Biophysical Journal, Volume 70, Issue 2, 998-1005, 1 February 1996
doi:10.1016/S0006-3495(96)79643-1
Research Article
S. Nussberger, F. Foret, S.C. Hebert, B.L. Karger and M.A. Hediger
Transport of organic and inorganic solutes into and out of cells requires specialized transport proteins. Given a sufficiently sensitive analytical method for measuring cellular solute concentrations, it should be possible to monitor solute transport across the plasma membrane at the level of single cells. We report a capillary zone electrophoresis approach that is generally applicable to monitor solute transport into Xenopus laevis oocytes, requires only nanoliters of sample, and involves no radioactive materials. The sensitivity of capillary electrophoresis with UV detection is typically on the order of 10(-5)-10(-6) M, resulting in the mass detection limits in the low femtomole range. We show that capillary zone electrophoresis serves as a simple technique to measure solute transport into oocytes.

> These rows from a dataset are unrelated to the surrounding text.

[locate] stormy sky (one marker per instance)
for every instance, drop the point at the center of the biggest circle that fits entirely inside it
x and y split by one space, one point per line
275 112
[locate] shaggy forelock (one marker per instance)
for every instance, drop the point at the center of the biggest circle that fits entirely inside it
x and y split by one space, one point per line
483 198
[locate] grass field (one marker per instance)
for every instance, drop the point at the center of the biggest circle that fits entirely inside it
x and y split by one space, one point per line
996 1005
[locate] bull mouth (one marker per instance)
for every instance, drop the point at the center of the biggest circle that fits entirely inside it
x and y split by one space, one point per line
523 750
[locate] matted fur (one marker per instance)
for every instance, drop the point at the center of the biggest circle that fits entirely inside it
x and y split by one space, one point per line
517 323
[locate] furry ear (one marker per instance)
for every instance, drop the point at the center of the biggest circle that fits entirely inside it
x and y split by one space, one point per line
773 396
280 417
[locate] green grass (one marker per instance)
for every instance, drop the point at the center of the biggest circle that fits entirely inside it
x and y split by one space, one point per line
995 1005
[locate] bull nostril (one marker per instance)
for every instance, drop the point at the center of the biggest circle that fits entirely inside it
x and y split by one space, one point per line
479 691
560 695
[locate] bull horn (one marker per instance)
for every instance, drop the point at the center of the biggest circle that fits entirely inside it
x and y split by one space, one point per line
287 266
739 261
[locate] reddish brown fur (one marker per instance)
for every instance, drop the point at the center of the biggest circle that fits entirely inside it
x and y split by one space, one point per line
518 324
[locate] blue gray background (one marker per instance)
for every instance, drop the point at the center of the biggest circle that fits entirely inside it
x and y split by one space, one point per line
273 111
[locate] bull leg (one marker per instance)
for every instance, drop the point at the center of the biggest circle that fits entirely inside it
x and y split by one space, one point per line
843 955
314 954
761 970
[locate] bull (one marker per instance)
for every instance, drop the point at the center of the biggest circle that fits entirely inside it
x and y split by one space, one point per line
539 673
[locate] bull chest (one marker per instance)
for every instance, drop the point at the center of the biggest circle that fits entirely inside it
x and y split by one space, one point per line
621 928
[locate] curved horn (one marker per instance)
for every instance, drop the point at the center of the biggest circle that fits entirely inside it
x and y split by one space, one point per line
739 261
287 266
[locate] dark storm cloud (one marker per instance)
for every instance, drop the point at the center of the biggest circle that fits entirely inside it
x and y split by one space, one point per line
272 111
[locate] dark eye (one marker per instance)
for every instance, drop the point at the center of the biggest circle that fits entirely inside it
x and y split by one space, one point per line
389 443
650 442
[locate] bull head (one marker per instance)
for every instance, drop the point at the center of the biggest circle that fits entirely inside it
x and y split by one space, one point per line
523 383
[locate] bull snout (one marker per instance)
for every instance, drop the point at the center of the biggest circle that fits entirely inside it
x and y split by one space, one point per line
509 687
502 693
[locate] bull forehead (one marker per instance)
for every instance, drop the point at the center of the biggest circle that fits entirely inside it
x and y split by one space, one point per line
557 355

Studies of the mammalian oligopeptide transporter PepT1 and the Na(+)- and K(+)-coupled epithelial and neuronal glutamate transporter EAAC1 expressed in oocytes demonstrate that transport of the dipeptide Trp-Gly via PepT1 and transport of Na+ and K+ via EAAC1 across the oocyte plasma membrane can be monitored by measuring intracellular tryptophan absorption and by indirect UV detection of inorganic ions, respectively. The CZE method allowed the simultaneous detection of changes of intracellular Na+ and K+ concentrations in response to EAAC1-mediated Na+ cotransport and K+ countertransport. This is the first report of a capillary zone electrophoresis-based quantitative analysis of intracellular components of a single cell in response to transport activity.